There has been a persistent desire by the right to simultaneously take liberties from the common man and suppress their right to protest and fight against the taking of those rights. As of February of this year, 'Republican lawmakers have introduced bills to curb protesting in at least 18 states'. It’s no coincidence that at the protests in response to Donald Trump being elected President, despite losing the popular vote, hundreds of people were arrested and, for the first time ‘in modern times’, they found themselves charged with felony charges, often stacked charges with decades of prison time attached, this done in order to pressure the protesters to take a plea deal, despite their innocence. After the massive protests of the Keystone XL pipeline, Black Lives Matter and the Women’s March, lawmakers have introduced key legislation with the hopes of lessening the effects of large protests.
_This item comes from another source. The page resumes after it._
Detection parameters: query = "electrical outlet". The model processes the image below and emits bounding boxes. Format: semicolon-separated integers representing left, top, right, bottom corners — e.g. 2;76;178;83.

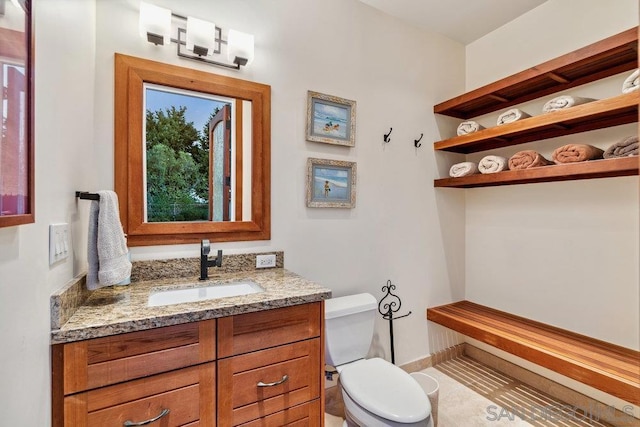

There has been legislation introduced that seeks to criminalize demonstrations, the blocking of traffic and protests that require extra policing. They’re also considering bills that would levee harsh penalties on protests-turned-riots. Which on its face sounds reasonable but this would undoubtedly be abused by calling even a peaceful protest a riot and then responding in kind. The reason in the running for these measures are 'the protection of property' a reasoning that goes well in hand with the usual property-over-people prioritization of the elite and the right. Time reports that according to T.V. Reed, these types of proposals are unprecedented in his 40 years of studying protests. Reed is an English professor at Washington State University and author of The Art of Protest. He also goes on to state that they’re un-American. But honestly, this type of systematic oppression is actually eerily American in practice.
Slow Violence is a term used by Rob Nixon in his book, 'Slow Violence and the Environmentalism of the Poor’, to describe how 'The violence wrought by climate change, toxic drift, deforestation, oil spills, and the environmental aftermath of war takes place gradually and often invisibly’. But there is an equally dangerous war of a similar methodology being waged on civil liberties in America. A war that over time, from the Reconstruction, to the Civil Rights Movement, to the New Jim Crow, to the War on Drugs, to now with the demonizing of Mexicans, immigrants and Muslims, has systematically worked to remove independence and rights from people of color and the poor, from LGBTQ to persons labeled with psychiatric disabilities, from those with different religious backgrounds or heritages. As early as a few weeks ago, Donald Trump attempted to remove Trans people's right to serve in the armed forces from the table. That was a tweet that was met with 'fire and fury', to send his words back at him.
Day to day I am learning more and more the importance of staying informed and being active. I am learning the importance of connecting with friends and the people in your community to go out and act. That is the best way to fight the tide of slow violence, of the seemingly endless assault on all sides that leaves us outraged, saddened and even paralyzed in disbelief.
Hope is found in action. Get informed, figure out how you can help using the gifts and strengths that YOU have. It may seem simple, marching, protesting, writing your senators - but there are strengths in numbers. It's about all of us creating a grassroots movement for change.